Geotab, a global leader in connected vehicle and asset management solutions, today spotlighted the European trends within its 2026 State of Commercial Transportation report, titled “Navigating the crossroads of resilience and reinvention.” Drawing from a massive anonymised dataset of nearly 6 million connected vehicle subscriptions and 100 billion daily data points, the report identifies an inflection point for the global fleet industry.
As fleets worldwide face a perfect storm of inflation, high interest rates, and aging vehicle lifecycles, the ability to absorb market shocks without losing momentum has emerged as the primary survival strategy. In Europe, that resilience is being built on a foundation of electrification confidence, improving safety outcomes, and a shift toward predictive intelligence.
United Kingdom: leading Europe in safety and electrification
The UK delivered standout performance across the report’s key indicators. UK collision rates fell by 21.6% year-over-year — the largest safety improvement in Europe. EV penetration reached 10.8% of all Geotab-connected vehicles, the highest of any country globally on the platform, with a 76.5% year-over-year growth in new EV activations. Together, these figures position the UK as a mature market that has successfully moved beyond early adoption into mass-market electrification, while simultaneously achieving the continent’s strongest safety gains.
Europe: the EV “double-powerhouse”
The transition to electric vehicles has diverged into distinct regional speeds of adoption, and Europe leads on both fronts. Electric vehicles make up 8.0% of all Geotab-connected vehicles in the EU, compared to just 1.6% in the United States. More significantly, the EU recorded a 146.2% increase in the number of new EV activations — the highest of any region globally. Europe is not only adding more electric vehicles; it is accelerating the speed at which it adds them. Roughly one in every five new vehicles joining the Geotab platform in Europe is now electric.
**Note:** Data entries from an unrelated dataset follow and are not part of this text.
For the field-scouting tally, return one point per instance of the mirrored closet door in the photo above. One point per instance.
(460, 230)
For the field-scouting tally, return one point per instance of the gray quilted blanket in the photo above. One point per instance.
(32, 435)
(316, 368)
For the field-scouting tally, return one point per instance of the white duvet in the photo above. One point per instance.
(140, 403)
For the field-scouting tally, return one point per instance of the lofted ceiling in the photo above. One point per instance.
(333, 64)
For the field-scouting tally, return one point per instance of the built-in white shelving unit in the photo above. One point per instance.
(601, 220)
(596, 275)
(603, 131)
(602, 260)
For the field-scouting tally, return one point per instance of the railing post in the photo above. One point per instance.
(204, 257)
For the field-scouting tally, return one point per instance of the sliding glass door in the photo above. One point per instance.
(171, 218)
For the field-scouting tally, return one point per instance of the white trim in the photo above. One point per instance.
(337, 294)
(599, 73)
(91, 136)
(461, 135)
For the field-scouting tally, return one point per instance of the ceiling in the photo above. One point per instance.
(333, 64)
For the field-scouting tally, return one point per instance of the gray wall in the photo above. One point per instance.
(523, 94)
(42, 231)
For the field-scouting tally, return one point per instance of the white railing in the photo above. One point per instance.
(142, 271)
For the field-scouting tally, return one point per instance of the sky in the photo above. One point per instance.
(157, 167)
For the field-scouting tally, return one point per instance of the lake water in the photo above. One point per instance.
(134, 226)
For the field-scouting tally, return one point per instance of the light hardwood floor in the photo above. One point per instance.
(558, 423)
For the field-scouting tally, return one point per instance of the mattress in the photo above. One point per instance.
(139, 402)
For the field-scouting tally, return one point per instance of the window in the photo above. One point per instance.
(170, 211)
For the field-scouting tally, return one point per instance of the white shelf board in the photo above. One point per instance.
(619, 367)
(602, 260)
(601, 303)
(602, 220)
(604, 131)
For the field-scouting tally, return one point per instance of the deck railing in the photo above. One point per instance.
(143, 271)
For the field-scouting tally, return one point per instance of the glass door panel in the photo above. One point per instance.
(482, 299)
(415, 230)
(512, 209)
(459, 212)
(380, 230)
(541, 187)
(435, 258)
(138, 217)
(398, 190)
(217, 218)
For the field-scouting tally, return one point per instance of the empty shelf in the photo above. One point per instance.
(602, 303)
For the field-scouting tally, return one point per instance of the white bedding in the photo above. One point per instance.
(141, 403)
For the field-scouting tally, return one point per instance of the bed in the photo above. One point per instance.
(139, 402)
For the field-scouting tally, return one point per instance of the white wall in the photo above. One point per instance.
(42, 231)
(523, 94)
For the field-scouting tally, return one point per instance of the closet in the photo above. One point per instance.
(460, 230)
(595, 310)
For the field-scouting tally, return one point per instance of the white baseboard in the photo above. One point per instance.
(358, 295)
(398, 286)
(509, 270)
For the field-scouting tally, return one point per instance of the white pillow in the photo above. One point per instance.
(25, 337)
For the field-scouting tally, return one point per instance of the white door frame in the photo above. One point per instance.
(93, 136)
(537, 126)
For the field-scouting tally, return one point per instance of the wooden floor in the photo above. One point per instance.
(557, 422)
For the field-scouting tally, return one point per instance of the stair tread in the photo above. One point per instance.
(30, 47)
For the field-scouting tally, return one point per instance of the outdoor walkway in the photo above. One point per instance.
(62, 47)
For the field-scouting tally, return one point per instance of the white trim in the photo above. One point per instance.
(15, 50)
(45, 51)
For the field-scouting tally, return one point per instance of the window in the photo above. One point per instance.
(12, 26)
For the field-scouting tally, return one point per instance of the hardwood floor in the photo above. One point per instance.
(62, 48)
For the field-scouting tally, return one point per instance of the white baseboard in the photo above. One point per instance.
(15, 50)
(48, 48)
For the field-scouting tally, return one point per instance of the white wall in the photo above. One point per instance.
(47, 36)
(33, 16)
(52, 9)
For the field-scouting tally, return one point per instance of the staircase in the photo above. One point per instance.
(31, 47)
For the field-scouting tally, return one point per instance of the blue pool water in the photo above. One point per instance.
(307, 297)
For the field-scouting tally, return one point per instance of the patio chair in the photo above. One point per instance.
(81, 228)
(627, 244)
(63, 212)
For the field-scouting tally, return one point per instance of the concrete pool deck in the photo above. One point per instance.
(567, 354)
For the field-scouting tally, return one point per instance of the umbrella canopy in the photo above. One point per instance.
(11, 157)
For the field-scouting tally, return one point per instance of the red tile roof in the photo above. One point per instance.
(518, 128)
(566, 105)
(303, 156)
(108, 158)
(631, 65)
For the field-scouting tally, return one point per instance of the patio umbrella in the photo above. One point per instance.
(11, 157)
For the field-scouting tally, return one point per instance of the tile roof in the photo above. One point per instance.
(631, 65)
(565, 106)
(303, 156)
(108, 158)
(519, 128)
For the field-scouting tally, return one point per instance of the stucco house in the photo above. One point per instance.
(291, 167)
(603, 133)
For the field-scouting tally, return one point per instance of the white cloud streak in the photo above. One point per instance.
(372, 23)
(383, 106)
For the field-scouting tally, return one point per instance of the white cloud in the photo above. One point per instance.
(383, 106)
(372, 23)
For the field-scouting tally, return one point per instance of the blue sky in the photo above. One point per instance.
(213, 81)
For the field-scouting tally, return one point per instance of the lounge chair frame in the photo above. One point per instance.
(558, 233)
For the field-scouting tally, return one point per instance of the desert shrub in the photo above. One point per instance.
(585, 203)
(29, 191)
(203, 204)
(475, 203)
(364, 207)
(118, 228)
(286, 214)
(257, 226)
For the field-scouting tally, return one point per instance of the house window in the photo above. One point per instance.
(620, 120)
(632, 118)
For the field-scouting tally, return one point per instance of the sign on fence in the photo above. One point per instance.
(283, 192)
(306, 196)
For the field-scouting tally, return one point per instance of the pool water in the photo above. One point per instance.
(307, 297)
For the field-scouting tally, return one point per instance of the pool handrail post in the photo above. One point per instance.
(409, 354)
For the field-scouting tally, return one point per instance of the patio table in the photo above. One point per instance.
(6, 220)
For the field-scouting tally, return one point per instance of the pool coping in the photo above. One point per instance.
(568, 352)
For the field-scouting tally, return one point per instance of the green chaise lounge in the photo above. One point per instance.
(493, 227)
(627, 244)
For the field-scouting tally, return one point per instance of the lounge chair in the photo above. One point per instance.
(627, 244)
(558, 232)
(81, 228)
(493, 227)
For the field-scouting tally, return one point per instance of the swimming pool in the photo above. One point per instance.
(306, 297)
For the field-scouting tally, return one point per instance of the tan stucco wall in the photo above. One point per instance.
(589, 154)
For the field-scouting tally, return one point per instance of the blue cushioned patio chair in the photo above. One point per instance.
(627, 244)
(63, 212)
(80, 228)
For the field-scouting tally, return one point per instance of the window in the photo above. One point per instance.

“European fleets are proving that resilience is more than simply weathering the storm — it’s about operating with greater confidence than any other region in the world,” said Edward Kulperger, Senior Vice President, EMEA at Geotab. “Our data shows that European operators trust electric vehicles, use more of the battery, charge smarter, and achieve a faster return on investment. That operational maturity, combined with significant safety gains, is what positions Europe as the global benchmark.”
Operational maturity: trusting the battery
Beyond acquisition, European fleets are demonstrating significantly greater confidence in daily EV operations. Analysis of the depth of discharge — the amount of battery capacity consumed in a day — reveals a clear confidence gap:
● European fleets utilise an average of 48% of their battery capacity daily, compared to just 36% in the U.S.
● European operators frequently use mid-shift charging to push beyond 100% of daily range capacity.
● 55% of European EVs charge only after the battery drops below 50%, compared to just 35% in North America — indicating far less “panic-charging” behaviour.
Geotab research also confirms that average battery degradation is only 2.3% per year, countering persistent concerns about battery longevity. By leveraging data insights to verify battery health, fleet managers can transition from fixed replacement schedules to condition-based retention, lowering the lifetime cost per mile.
Safety: measurable progress across the continent
The report confirms significant progress in road safety across Europe. Between 2024 and 2025, European collision rates fell by 12.7%, anchored by the UK’s standout 21.6% reduction — the largest in Europe — and a 9.1% improvement in Spain. Globally, active users of Geotab’s safety solutions achieve 28.7% fewer collisions than non-users.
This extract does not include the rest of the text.